И все же когда приходила беда к нему, когда сгущались черные тучи над головой, с надеждой обращал он взор свой на Олимп, на чертоги богов: они должны помочь ему, его боги, разве он не делит с ними и мясо, и хлеб, и вино?
И если мольбы были безуспешны, грек обвинял их в лености и распутстве, иначе что еще могло помешать бессмертным исполнить долг свой перед человеком?!
Он обвинял, он смел это, древний эллин. Нелепость: сегодня люди иных живущих смертных чтят, как безгрешных богов.
Я сам
Четырехлетний мальчик Слава играл со своими сверстниками во дворе. И вот Славику пришла в голову заманчивая и героическая идея: вскарабкаться вверх по лестнице, которая была приставлена к самой крыше дома…а там, может быть, и на крышу влезть. Стал карабкаться — ступень, другая… Но силенок своих он явно не рассчитал и уже с третьей ступени сорвался и полетел вниз.
Ушибся, испугался, заплакал. Как воробьиха спешит на помощь к своему воробышку, выпавшему из гнезда, так, услышав плач Славика, прилетела к нему его перепуганная мама…
Когда «следствие по делу» закончилось, мама, возмущенная, говорит Славику:
— И кой черт понес тебя туда, на эту лестницу?!
— Никакой не черт… я сам, — хныча, но с достоинством отвечает Славик.
Чудаки
С туго набитыми рюкзаками за спиной, склоняясь чуть ли не до самой земли, мы, туристы, тянемся друг за другом по узкой горной тропинке. К вечеру мы должны добраться во-о-он до той вершины. Солнце палит нещадно. Пот льет рекой, словно его поршнем выдавливают из всех пор тела.

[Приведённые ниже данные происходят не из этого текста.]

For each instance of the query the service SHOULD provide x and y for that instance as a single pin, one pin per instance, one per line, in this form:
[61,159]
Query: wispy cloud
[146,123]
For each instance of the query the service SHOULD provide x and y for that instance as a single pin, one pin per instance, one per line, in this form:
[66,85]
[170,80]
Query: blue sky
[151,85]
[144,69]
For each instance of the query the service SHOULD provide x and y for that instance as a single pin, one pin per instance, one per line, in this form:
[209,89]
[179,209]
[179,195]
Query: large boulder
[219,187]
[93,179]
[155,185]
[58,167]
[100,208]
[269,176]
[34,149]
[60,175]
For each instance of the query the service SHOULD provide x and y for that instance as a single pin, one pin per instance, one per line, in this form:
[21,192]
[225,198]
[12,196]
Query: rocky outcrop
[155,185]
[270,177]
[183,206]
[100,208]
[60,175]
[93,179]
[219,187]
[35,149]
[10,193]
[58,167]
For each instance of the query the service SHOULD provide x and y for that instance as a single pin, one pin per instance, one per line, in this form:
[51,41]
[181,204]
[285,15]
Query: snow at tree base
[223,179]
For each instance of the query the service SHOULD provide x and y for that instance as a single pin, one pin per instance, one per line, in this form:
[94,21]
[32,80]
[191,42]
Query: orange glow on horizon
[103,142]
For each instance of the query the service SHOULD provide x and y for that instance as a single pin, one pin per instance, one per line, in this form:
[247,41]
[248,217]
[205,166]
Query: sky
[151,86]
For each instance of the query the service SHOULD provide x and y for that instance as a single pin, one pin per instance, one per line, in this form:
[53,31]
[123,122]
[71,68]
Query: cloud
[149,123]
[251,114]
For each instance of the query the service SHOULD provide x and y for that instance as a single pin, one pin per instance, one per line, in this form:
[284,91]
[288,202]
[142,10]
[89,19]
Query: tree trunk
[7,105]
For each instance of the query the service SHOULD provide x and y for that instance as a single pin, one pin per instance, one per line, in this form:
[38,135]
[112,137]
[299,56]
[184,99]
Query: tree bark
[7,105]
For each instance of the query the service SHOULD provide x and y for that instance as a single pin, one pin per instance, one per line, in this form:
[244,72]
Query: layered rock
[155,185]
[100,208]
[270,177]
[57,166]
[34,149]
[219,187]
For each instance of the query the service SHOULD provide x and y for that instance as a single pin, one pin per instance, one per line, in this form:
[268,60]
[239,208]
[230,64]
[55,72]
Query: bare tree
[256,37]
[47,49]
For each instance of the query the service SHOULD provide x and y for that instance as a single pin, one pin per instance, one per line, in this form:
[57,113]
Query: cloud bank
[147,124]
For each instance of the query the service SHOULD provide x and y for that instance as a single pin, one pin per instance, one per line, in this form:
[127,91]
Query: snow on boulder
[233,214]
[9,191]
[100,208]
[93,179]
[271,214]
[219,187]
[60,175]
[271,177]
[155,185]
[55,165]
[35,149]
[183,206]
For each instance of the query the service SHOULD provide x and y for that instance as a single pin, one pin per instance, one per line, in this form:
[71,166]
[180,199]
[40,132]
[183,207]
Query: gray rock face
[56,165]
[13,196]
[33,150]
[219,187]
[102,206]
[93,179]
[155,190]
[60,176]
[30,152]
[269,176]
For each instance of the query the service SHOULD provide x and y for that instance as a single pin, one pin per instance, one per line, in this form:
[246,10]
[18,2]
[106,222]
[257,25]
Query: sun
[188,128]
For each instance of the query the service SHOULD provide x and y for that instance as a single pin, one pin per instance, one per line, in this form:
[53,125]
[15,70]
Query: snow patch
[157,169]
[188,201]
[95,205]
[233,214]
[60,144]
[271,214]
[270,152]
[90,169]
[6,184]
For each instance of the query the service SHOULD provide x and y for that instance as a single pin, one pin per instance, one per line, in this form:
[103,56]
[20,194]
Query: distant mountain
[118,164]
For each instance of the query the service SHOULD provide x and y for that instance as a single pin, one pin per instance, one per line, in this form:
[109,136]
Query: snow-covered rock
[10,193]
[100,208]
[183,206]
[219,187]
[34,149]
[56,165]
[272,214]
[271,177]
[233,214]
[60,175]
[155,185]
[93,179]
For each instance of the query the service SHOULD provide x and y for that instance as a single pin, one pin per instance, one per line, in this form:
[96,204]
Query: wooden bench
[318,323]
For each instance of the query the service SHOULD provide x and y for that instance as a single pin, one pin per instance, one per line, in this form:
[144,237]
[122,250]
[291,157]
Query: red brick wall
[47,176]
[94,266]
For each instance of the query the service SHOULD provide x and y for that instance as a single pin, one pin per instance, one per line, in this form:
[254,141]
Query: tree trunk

— Сынок, — послышался вдруг голос.
Повернув голову, я увидел в стороне от тропинки старика, древнего аксакала с суковатой палкой в руках, такой же старой, как он сам, и с папахой на голове, такой же белой и огромной, как видневшаяся вершина, до которой мы никак не доберемся. С каким блаженством я бы улегся сейчас в тени этой папахи…
Но жребий вынул я иной…
— Сынок, — повторил старик, не дождавшись ответа и прямо обращаясь ко мне, — сколько же вам за это платят?
Было в его голосе столько жалости к нам, столько сочувствия, что он вправе был ждать от меня благожелательного и почтительного ответа, но я, устав не меньше, чем собака на охоте, неучтиво буркнул:
— Старик, нам «за это» не платят, «за это» заплатили мы.
Брови его, как кузнечики, мгновенно подпрыгнули вверх, он застыл на миг, добираясь до сути услышанного, но уже в следующее мгновение он понял все, а потому с состраданием сказал:
— Ах, глупые, ах, чудаки!
И пошел вниз, тяжело опираясь на свою верную спутницу.